# Lowrance LMS 350 A Battery Replacement



## Fish_Heads (Jun 2, 2008)

This unit came on a boat I bought last fall. It probably works about 95%, but won't store way points in memory. Anyone here ever open one up to replace the internal battery?

What's involved in opening it up ? I really don't want to break the case trying to get it apart, since it does at least work now.

So any help or direction would be appreciated.

Thanks in advance !

Fish_Heads


----------



## bountyhunter (Apr 28, 2004)

I tried this on a unit , didn;t work, busted it up pretty good. those were great units. p/s where you gonna get a new battery??


----------



## Fish_Heads (Jun 2, 2008)

bountyhunter said:


> I tried this on a unit , didn;t work, busted it up pretty good. those were great units. p/s where you gonna get a new battery??
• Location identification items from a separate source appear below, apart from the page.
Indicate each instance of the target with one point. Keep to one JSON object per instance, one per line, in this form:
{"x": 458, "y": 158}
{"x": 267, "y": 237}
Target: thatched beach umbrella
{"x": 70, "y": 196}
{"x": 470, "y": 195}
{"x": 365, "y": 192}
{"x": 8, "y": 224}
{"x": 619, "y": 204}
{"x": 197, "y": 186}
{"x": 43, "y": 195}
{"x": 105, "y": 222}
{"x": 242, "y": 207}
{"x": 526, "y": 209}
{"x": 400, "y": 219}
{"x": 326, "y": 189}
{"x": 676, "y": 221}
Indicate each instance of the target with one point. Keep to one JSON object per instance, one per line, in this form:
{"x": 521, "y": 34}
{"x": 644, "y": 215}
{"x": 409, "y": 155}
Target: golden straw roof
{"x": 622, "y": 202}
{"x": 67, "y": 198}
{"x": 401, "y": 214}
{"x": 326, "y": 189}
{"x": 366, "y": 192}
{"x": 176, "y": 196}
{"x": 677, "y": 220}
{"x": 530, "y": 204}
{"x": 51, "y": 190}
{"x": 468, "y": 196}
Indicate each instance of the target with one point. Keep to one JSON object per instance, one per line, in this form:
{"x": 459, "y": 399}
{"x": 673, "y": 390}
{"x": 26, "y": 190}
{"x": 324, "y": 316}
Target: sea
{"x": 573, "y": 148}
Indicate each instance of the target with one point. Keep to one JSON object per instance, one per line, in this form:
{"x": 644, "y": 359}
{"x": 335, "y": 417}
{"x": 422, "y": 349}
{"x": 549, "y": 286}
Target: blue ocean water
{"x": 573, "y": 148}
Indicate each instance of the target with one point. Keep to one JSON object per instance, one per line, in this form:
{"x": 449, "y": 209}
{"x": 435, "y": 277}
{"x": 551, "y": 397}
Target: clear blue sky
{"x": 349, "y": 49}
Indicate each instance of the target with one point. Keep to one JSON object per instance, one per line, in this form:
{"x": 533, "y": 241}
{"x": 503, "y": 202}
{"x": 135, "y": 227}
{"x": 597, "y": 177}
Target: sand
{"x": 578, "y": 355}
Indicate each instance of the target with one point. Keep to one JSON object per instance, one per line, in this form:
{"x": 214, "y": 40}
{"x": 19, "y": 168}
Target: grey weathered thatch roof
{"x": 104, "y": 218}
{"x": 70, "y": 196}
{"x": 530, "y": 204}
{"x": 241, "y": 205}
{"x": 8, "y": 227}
I have a good friend who's an electrical engineer that works in the IT dept at Ford. He does all my electrical circuit board work for me when I need something done. He can find about anything relating to circuit boards. The battery is the least of my problems. He wants *Me * to get it apart first !


----------



## bountyhunter (Apr 28, 2004)

just for kicks call lowrance service ,you might get a nice guy too tell you how .heck its only a call and a shot in the dark.


----------



## jennis9 (Jun 13, 2008)

I would also check thehulltruth forum - the tech forum has a ton of info. May want to post a question there too.


----------



## K gonefishin (May 4, 2004)

I wouldn't do it yourself, once the seal is broke it will leak.


----------